While those gorgeous pictures describe the island, there’s another part to it that’s quite ugly
- Children have no fathers and teenage mothers so they’re pretty much allowed to run wild. It’s been said that some drop their bags somewhere after school, then spend the night with friends (not family) and pick their bags up on the way back to school in the morning
- Extreme poverty so that for some people thieving (stealing) is a normal way of life
- Young women not having a father often look to men in town for security and end up in an abusive relationship
- The lack of men who are willing to take responsibility also means few strong role models
- And there are times of year such as “carnival” are completely given over to immorality and selfish desires
The truth is this contrast of beauty and ugliness is pretty constant. A friend of mine from a nearby island jokingly says that after taking one of those gorgeous sunset photos he’s tempted to take a picture of what’s behind him as well (never looks as good). Likewise while that sunset is uploaded to Instagram I can easily see poverty, abusive relationships, and an immoral culture.
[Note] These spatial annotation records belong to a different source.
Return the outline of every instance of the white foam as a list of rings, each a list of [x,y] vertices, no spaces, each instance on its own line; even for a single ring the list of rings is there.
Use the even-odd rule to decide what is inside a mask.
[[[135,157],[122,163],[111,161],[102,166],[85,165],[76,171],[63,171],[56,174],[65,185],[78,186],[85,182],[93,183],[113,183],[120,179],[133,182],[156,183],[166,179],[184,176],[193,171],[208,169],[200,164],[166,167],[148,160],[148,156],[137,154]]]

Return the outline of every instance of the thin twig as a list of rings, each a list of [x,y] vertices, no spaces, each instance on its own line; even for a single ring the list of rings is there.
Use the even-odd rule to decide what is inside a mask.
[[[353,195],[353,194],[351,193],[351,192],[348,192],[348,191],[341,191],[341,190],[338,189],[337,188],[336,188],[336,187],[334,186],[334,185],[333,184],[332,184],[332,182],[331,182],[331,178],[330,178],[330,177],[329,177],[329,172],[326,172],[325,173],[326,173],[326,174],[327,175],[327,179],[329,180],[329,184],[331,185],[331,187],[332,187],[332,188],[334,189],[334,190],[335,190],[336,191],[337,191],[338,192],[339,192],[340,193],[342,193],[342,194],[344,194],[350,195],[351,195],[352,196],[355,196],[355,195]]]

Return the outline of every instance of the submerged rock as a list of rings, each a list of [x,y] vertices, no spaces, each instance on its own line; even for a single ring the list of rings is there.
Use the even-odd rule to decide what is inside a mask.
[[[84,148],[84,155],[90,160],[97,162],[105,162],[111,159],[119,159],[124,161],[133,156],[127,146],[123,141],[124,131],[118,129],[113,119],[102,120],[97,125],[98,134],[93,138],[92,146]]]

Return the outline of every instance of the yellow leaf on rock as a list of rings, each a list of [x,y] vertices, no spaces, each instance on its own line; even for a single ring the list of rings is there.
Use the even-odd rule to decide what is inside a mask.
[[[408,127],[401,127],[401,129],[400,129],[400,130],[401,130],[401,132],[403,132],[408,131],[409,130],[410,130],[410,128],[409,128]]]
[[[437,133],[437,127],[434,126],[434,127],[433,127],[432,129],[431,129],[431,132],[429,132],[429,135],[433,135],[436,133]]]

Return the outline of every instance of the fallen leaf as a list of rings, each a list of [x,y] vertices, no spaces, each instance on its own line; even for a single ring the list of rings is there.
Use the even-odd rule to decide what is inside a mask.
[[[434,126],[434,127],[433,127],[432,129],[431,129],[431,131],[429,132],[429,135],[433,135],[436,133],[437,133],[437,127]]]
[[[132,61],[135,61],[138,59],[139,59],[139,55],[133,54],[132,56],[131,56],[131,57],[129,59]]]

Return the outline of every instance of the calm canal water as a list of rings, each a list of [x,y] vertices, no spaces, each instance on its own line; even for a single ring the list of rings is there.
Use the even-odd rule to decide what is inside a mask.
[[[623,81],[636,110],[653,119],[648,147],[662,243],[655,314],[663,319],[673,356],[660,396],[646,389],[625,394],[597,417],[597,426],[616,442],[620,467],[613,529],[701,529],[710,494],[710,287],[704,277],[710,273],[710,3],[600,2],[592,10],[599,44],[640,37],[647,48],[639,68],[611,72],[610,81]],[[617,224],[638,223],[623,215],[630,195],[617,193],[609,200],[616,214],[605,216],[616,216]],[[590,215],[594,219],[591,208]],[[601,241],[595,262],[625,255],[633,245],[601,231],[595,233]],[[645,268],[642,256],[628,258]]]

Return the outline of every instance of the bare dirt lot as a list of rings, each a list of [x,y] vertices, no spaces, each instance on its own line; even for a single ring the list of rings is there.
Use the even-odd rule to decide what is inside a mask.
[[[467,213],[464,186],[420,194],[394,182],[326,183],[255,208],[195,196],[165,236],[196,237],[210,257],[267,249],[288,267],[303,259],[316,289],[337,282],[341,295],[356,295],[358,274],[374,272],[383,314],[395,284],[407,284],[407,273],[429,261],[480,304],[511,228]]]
This contrast creates a real delemna for me because I want to share both sides of the island, but find myself only sharing it’s beauty. This is partly because sharing too many of the struggles will make it seem as if I’m complaining or develop an attitude of bitterness in my heart. In a deeper sense though this comes from a belief that people don’t need to see the ugly side…and the Lord has shown me that’s a sin against Him.
The greatest danger in only sharing the beautiful side of Barrouallie is it gives people the wrong idea about missions. We believe it’s all going to be good times with gorgeous sunsets, and then are shocked when things don’t go well.
- Like the Sunday less than ten people come to hear the message you spent hours preparing
- Or kids break into your house and and stole a tablet (got it back the next day)
- And you put lots of work into an outreach ministry but nobody comes
- Or the school principal who three-months ago promised to let you volunteer there continues to delay things
In moments like this it’s easy to wonder if we are indeed called by God because missions isn’t supposed to be this way. I mean where’s the white sandy beach and pineapple juice? And that’s why as a Missionary it’s part of my responsibility to “pull back the curtain” and let you see the islands ugly side.
You will cry
You will get angry
You will wonder if God really wanted you there
But that’s okay…because in those moments God gives grace
In a way sharing the islands ugly side gives God greater glory because He gives the strength to face that ugliness with courage and humility. So yes it’s okay to take a picture of that amazing sunset, just make sure you notice the extreme poverty surrounding it too.